Apparently the Eagles weren’t the only team that were interested in bringing in the ’01 top pick. The Bengals (shocker) were also willing to turn a blind eye to his criminal past and give Vick the second chance he had been looking for.

After losing out on Vick, the Bengals have turned their attention to fictional nemeses of Jack Bauer
How have these things worked out in the past? The Cowboys famously brought in Adam “Pac Man” Jones via trade in April of ’08 and were burned when it turned out that he had more of a rap sheet than was initially thought. End result? Snip, snip. Last season, the Cowboys also took chance on defensive tackle Tank Johnson, of DUI/weapons/you-name-it fame. Johnson has since signed with the Bengals, a safe-haven for NFL wrong-doers. Now for a run-down on Cincinnati’s history with law-breaking players.

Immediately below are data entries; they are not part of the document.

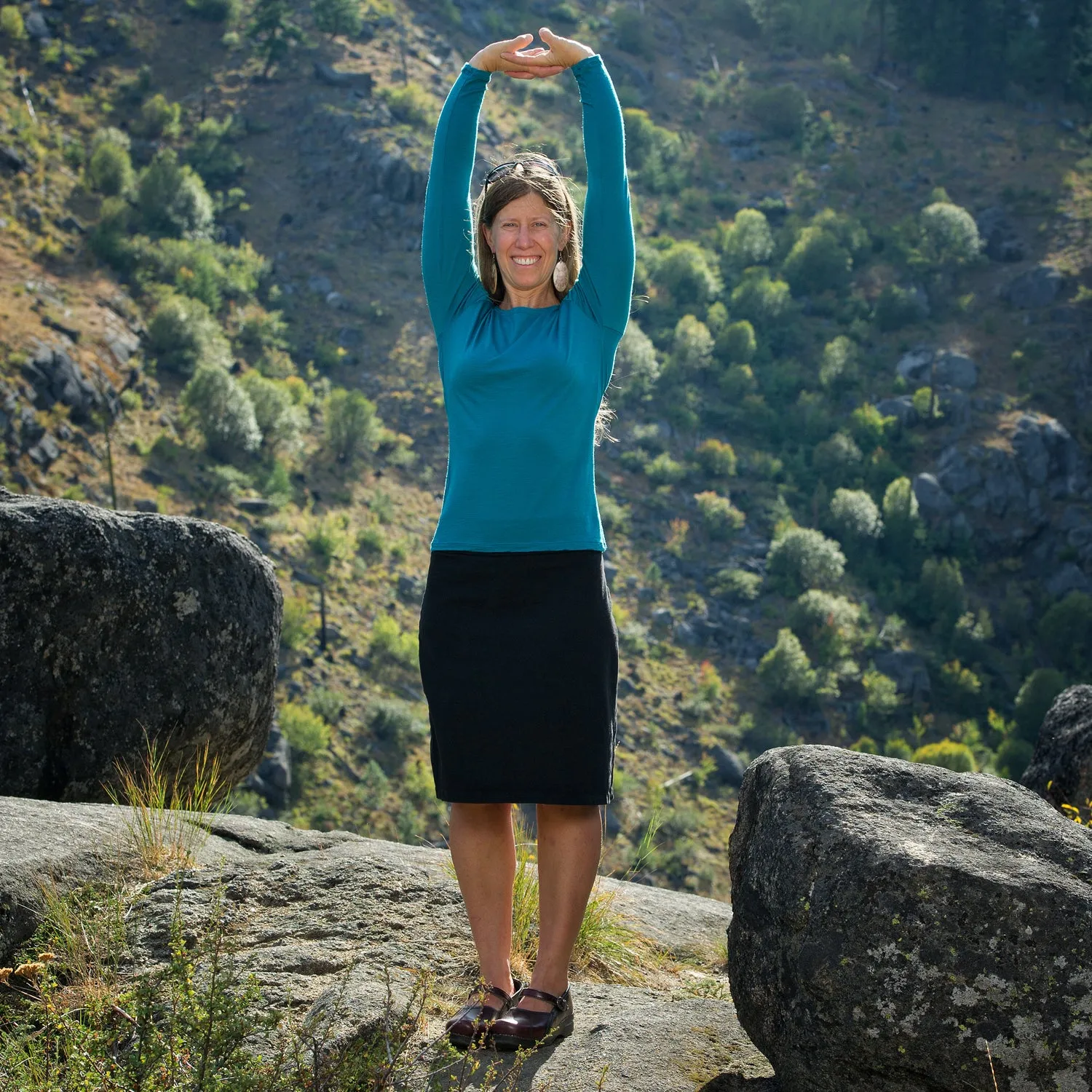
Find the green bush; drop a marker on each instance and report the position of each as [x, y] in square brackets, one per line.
[839, 365]
[855, 517]
[786, 670]
[721, 518]
[827, 622]
[390, 646]
[817, 262]
[949, 753]
[1034, 700]
[804, 558]
[306, 732]
[897, 308]
[744, 242]
[410, 104]
[759, 299]
[736, 343]
[222, 411]
[716, 458]
[280, 419]
[109, 168]
[779, 111]
[172, 199]
[637, 369]
[183, 336]
[949, 236]
[352, 427]
[1066, 633]
[663, 470]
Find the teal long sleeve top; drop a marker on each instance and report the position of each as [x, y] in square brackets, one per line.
[522, 386]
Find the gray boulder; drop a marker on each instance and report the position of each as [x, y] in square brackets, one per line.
[893, 919]
[116, 624]
[1061, 769]
[1037, 288]
[56, 378]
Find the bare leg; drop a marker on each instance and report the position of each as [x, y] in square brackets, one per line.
[483, 851]
[570, 841]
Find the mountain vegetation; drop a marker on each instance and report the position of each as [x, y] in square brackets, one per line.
[213, 209]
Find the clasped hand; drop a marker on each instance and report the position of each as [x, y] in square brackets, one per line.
[513, 57]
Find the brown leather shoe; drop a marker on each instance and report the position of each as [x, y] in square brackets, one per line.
[524, 1029]
[471, 1024]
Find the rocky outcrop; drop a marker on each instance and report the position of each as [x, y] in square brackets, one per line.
[329, 915]
[893, 919]
[114, 625]
[1061, 769]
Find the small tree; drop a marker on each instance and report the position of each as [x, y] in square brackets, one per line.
[352, 427]
[804, 558]
[786, 670]
[222, 411]
[338, 17]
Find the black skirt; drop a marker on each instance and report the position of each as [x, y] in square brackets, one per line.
[519, 662]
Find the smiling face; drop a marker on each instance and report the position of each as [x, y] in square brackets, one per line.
[526, 237]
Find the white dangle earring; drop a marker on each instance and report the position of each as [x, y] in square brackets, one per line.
[561, 274]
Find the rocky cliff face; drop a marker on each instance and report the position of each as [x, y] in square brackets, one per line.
[117, 627]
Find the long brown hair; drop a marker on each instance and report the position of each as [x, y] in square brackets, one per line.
[530, 176]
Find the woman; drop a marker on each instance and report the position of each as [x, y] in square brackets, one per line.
[519, 652]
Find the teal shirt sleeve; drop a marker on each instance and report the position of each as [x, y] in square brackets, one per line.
[606, 275]
[446, 246]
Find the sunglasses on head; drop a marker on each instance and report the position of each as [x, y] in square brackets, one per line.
[506, 168]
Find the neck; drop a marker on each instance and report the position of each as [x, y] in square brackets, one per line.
[543, 296]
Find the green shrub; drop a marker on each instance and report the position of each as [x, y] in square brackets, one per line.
[173, 200]
[949, 236]
[897, 308]
[721, 518]
[949, 753]
[1034, 700]
[779, 111]
[222, 411]
[759, 299]
[637, 368]
[338, 17]
[306, 732]
[183, 336]
[1066, 633]
[716, 458]
[159, 118]
[744, 242]
[736, 343]
[410, 104]
[352, 427]
[109, 170]
[897, 747]
[839, 365]
[737, 585]
[827, 622]
[817, 262]
[1013, 757]
[663, 470]
[786, 670]
[390, 646]
[804, 558]
[855, 517]
[280, 419]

The Benga– ah, forget it. I’m pretty sure they’re in contact with the creators of 24 to find the guy who played Habib Marwan just so they can be that more dangerous.
In his introductory press conference, Vick said that prison helped him reach a turning point in his ways. Whether you want to believe that or not, it’s hell of a lot better than when Vick spoke in ’07 about the sacrifices he was prepared to make regarding the company he keeps.
“If I’ve got to be fishing or playing golf every day to keep myself away from everybody else, that’s what I’m gonna be doing,” Vick said.
Poor guy. At the very least Vick is displaying what could at least be interpreted as remorse.
It would be naive to think that nobody– whether it be PETA, angry Falcons fans, etc.– will criticize this move. However, now that Vick’s in Philadelphia, he has the support of at least 52 people. As far as Atlanta goes, those who invested money on No. 7 jerseys are licking their chops as they wait for Dec. 6.
What will the future hold for Vick? Will he make contributions as a receiver/back? Will the Eagles exercise pick up his option for a second season? Will he end up falling into old patterns and be the next Adam Jones? The questions are flying, and Vick has given the most important answer.
“You only get one shot at a second chance.”
So let’s operate under the assumption that Vick is just a football player. The man has paid his price, filed for bankruptcy, and wants to start anew. He may not be able to be a quarterback, but let’s at least give him the opportunity to be a professional.